Und die Moral von der Geschicht'? Bob Dylan ist mit 71 zu alt, um sich für seine Nachwelt noch mit Sinnfragen zu beschäftigen. Denken kann sein an Anspielungen und Metaphern und prächtigen, überlebensgroßen Bildern geschultes Publikum hoffentlich selber.
Bob Dylan erzählt Geschichten. Geburt, Schule, Arbeit, Tod. Die Fluten, die über die Titanic hereinstürzen, sie sind keine Bilderfluten, hervorgerufen von einem richtenden Gott. Bob Dylan singt über Wasser. Vor dem Feuer kann man davonlaufen, gegen Wasser hat man keine Chance. Wenn es am Ende eines Lebens eine kleine, eine bescheidene oder wenigstens irgendeine Weisheit geben sollte, dann diese: Über kurz oder lang wird man im Wasser untergehen. Punkt. Aus.
Sturm zieht auf
Im Vorfeld der Veröffentlichung von "Tempest", dieses nach 50-jähriger Schallplattenkarriere 35. Albums, hieß es, Dylan wolle nach diesbezüglich etwas durchwirkten Vorgängeralben wie "Slow Train Coming", "Saved" oder "Shots Of Love", allesamt vor gut drei Jahrzehnten in seiner durchwegs als wirr empfundenen "christlichen Phase" entstanden, wieder einmal eine religiös geprägte Arbeit vorlegen. Leider aber haben ihm dazu der lange Atem, die Themen, schlichtweg das Interesse gefehlt.
Man kann es auch anders sagen: Inzwischen ist Bob Dylan so sehr in archaischen Bildwelten aufgegangen, die er zwischen den Bibeldeckeln, in alten Folksongs aus den amerikanischen Weiten, in der Weltliteratur und im Kino findet, dass das Predigen unmöglich geworden ist. Die Kurzfassung von Himmel und Hölle lautet: Leben. Das bin ich, sagt er. Das seid ihr, meint er. Und jetzt gehet hin und macht daraus, was ihr wollt.

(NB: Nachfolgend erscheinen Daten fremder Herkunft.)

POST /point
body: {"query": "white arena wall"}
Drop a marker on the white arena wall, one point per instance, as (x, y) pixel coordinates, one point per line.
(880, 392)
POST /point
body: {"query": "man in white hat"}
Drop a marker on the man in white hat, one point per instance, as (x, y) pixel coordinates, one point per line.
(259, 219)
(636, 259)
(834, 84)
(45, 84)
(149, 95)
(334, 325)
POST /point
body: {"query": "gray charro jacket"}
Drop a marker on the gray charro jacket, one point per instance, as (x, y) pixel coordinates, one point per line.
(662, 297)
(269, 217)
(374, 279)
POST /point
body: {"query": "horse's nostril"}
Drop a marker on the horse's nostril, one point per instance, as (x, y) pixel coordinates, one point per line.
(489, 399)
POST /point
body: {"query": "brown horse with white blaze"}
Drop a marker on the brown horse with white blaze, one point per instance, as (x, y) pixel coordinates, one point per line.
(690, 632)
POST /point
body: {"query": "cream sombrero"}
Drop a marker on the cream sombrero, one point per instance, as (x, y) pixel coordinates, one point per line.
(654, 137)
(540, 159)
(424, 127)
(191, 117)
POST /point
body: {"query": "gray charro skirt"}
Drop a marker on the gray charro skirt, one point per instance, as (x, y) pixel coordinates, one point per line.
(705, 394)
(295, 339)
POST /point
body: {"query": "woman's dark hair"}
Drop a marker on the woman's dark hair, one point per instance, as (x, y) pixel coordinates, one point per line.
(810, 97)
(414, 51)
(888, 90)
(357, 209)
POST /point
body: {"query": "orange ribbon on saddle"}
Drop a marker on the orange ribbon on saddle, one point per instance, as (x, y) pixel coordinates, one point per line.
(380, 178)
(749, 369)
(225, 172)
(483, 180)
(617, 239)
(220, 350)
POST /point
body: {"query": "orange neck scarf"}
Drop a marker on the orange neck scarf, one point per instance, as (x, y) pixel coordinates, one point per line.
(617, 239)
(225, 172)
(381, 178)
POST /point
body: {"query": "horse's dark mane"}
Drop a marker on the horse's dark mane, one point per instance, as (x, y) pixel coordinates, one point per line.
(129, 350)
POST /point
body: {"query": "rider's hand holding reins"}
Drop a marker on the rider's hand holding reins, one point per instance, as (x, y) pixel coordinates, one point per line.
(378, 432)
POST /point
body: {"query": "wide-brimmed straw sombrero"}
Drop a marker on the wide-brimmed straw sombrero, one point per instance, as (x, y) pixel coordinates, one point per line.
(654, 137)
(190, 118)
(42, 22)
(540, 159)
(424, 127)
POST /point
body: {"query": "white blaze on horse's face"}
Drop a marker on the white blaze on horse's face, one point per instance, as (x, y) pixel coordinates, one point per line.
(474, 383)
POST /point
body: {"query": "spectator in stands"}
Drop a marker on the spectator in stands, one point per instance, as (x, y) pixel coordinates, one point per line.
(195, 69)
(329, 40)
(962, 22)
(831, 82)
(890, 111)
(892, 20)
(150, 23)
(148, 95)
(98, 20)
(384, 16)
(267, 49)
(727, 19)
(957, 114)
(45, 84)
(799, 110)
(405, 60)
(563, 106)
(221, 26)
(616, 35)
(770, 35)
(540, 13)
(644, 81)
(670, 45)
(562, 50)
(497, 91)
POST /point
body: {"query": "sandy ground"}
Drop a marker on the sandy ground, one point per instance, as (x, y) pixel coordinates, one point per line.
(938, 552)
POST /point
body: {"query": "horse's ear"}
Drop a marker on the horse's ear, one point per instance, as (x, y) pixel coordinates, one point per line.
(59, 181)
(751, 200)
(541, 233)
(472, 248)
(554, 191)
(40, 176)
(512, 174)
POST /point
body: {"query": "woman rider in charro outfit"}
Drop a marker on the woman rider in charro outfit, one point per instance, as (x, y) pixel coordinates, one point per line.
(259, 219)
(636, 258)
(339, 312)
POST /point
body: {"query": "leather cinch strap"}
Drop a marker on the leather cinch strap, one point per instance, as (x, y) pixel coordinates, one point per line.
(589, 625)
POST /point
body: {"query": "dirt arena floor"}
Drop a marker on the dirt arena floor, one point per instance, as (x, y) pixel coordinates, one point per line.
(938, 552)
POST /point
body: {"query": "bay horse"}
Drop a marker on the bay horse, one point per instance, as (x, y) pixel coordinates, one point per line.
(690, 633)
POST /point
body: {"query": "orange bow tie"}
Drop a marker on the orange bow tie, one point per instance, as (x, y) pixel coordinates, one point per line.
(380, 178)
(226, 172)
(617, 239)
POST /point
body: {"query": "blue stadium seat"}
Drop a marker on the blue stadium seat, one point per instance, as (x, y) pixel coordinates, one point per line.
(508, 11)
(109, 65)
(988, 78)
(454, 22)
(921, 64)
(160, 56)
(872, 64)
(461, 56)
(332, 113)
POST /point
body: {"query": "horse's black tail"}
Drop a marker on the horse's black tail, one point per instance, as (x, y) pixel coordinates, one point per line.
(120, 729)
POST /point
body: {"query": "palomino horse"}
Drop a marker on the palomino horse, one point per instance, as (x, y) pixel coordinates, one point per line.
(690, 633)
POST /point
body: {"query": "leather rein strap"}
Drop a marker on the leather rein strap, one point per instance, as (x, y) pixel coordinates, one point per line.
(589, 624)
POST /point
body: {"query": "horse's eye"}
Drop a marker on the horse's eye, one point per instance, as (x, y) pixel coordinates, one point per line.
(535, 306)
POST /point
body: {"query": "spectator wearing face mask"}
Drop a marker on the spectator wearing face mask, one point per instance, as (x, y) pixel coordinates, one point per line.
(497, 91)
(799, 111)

Bob Dylan befindet sich seit seinem letzten großen, dunklen und auch das Ende verhandelnden Album "Time Out Of Mind" von 1997 wieder in Hochform. Vergessen und vergeben das im Schatten von 9/11 etwas arg deplatzierte Rentnermusikalbum "Modern Times" oder die kaum erinnerlich gebliebenen Liebeslieder von "Together Through Life" von 2009, dem Jahr, in dem Dylan auch mit der Wahnsinnstat "Christmas In The Heart" über die Welt kam.
"Roll On John"
Die mit seiner Tourband in nur wenigen Tagen im Studio eingespielten zehn Songs von "Tempest" sind Dylans stärkstes Material seit langer Zeit. Und Dylan ist auch bereit, den quälenden Altmännerblues der letzten Jahre ein wenig zu drosseln. Wobei in diesem Zusammenhang "Narrow Way" und vor allem die von Muddy Waters bekannte Mannish-Boy-Paraphrase "Early Roman Kings" gehörig nerven.

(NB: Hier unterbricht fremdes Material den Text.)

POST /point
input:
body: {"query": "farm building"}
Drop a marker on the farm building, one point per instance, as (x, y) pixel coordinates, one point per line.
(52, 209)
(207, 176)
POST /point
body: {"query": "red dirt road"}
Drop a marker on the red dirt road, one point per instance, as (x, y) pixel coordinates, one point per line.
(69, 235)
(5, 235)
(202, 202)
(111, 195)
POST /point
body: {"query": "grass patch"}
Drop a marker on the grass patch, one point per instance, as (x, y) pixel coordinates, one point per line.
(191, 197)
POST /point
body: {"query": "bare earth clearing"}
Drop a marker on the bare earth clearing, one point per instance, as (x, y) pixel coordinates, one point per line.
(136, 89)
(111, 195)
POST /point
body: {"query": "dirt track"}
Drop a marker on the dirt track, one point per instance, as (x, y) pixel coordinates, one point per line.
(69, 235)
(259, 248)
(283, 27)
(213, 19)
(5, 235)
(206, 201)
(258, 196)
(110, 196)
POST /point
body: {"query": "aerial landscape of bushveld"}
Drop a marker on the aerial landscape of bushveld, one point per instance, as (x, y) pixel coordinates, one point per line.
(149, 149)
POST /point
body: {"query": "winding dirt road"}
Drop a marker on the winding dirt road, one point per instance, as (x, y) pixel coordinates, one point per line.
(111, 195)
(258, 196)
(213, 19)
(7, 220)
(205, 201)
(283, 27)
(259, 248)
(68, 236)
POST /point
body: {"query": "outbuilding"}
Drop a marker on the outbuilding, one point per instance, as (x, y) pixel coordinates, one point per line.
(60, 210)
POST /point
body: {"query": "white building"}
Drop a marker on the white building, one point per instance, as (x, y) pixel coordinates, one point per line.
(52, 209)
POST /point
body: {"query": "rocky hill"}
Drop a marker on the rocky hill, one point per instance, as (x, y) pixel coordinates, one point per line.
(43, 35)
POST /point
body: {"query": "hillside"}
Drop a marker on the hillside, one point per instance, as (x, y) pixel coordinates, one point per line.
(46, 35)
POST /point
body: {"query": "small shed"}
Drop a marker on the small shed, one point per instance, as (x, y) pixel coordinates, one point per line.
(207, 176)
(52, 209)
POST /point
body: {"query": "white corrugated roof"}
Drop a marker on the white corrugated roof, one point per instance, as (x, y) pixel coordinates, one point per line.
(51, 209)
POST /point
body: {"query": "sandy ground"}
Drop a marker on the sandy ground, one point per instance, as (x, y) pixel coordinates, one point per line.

Sehr schön allerdings die auf traditionellen Melodien fußenden Folksongs über verlorene Lieben wie "Scarlet Town" oder "Tin Angel" - oder die John-Lennon-Hommage "Roll On John" sowie der im forschen Western-Swing-Tempo rollende Güterzug in "Duquesne Whistle". Hier kommt auch Dylans von lustigen Zigaretten und endlosen Tourneen zerschossene Stimme besonders gut zur Krächzung.
Am Ende könnte man einen Satz von Iain Levison aus "Hoffnung ist Gift" schreiben: "Ich bin jetzt lange genug hier, um die Dinge halbwegs einschätzen zu können. Was wirklich Sinn hat und was nicht. Nichts hat einen Sinn." Bob Dylan lacht heiser. Das Gelächter geht in Husten über. Die Tür des Tourbusses schließt sich. Er muss weiter. Andere Menschen in anderen Städten wollen auch, dass ihnen nicht gepredigt, sondern etwas erzählt wird, das nicht gut ausgeht.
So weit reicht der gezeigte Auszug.